Ces conclusions générales ne sont d'ailleurs pas contestées sérieusement et personne ne nie que des influences psychologiques n'aient déterminé sur des malades dans des circonstances particulières des résultats excellents. Mais on se borne à accepter le fait sans lui accorder d'importance, sans admettre qu'il faille chercher à le reproduire, à l'utiliser. Sans doute la plupart des médecins font de la psychothérapie, mais ils la pratiquent sans le savoir ou, s'ils en ont une demi-conscience, ils préfèrent se mentir à eux-mêmes et se persuader qu'ils emploient des thérapeutiques entière­ment physiologiques.

La raison de cet ostracisme est peut-être le caractère incertain et aléatoire de ces thérapeutiques. J'ai proposé d'admettre que les sources miraculeuses guérissent quel­quefois, on m'accordera, je pense, sans discussion nouvelle, qu'elles échouent le plus souvent. Les malades qui ont été aux pèlerinages, qui ont imploré les Dieux avec les rites prescrits ou qui ont été magnétisés indéfiniment sans en ressentir aucun soula­gement, se comptent par millions ; la proportion des guérisons par rapport aux insuccès est extrêmement petite. En outre nous n'avons aucun moyen de savoir d'avance si un individu a plus de chance qu'un autre d'être guéri par un miracle. Il en est de même pour les traitements par la « Christian science » ; pour les traitements par la moralisation, les médecins semblent avoir l'impression que les traitements psychologiques réussissent par hasard et qu'il s'agit d'une loterie.

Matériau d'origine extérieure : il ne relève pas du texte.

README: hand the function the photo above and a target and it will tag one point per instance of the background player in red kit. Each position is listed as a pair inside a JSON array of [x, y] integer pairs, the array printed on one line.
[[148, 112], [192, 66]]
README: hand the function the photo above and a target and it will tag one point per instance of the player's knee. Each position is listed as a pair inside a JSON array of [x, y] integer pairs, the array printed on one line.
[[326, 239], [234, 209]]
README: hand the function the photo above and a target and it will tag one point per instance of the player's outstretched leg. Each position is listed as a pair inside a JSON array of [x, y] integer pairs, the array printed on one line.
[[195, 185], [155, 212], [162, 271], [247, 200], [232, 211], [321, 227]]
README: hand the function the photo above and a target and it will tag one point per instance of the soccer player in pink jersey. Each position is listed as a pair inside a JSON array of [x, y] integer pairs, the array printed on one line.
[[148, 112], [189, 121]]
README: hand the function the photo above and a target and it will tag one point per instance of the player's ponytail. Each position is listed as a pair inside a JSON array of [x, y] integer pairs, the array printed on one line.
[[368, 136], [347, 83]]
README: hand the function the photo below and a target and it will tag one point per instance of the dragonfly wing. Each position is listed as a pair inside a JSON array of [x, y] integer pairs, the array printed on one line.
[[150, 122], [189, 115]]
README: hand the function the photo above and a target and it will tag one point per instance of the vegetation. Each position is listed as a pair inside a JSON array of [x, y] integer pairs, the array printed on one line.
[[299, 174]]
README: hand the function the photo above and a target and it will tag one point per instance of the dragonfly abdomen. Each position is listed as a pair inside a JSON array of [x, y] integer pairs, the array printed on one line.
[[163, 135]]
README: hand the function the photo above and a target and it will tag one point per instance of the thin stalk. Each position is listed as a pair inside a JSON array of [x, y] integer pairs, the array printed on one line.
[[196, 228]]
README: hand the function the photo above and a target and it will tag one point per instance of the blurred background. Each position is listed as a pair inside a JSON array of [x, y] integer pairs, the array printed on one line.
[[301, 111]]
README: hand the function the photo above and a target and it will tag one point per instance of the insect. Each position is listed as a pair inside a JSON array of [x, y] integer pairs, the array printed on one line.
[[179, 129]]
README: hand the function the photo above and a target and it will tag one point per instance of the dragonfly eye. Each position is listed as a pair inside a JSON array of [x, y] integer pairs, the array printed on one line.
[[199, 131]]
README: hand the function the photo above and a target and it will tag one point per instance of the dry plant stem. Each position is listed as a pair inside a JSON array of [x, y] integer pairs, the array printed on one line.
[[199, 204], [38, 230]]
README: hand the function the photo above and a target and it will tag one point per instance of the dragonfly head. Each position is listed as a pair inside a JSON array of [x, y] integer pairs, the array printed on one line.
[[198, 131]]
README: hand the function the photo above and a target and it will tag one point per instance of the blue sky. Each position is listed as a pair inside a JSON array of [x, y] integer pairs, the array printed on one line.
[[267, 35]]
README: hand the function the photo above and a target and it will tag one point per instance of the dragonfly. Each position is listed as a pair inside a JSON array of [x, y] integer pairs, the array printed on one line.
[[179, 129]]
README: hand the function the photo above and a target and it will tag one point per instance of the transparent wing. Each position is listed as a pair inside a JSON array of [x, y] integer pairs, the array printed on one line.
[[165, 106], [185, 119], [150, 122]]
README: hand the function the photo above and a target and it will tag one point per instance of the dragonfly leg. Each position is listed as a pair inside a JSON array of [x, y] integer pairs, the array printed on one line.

Cette explication ne me semble pas suffisante : beaucoup de traitements médicaux ou d'opérations chirurgicales présentent surtout à leurs débuts le même caractère aléatoire ; on sait fort bien que ce caractère diminue, sans disparaître entièrement, à mesure que l'opération est faite avec plus de précision, et que l'on a mieux déterminé les indications du traitement. C'est là le caractère essentiel, les psychothérapies ne sem­blent jamais susceptibles de présenter cette précision, ni de donner ces indica­tions. Leurs auteurs ne réussissent pas à indiquer exactement sur quelles lois ils s'appuient, ce qu'ils veulent obtenir, ce qu'ils redoutent. En un mot, les interprétations qu'ils présentent de leurs succès thérapeutiques sont toujours très vagues et souvent d'une fausseté évidente.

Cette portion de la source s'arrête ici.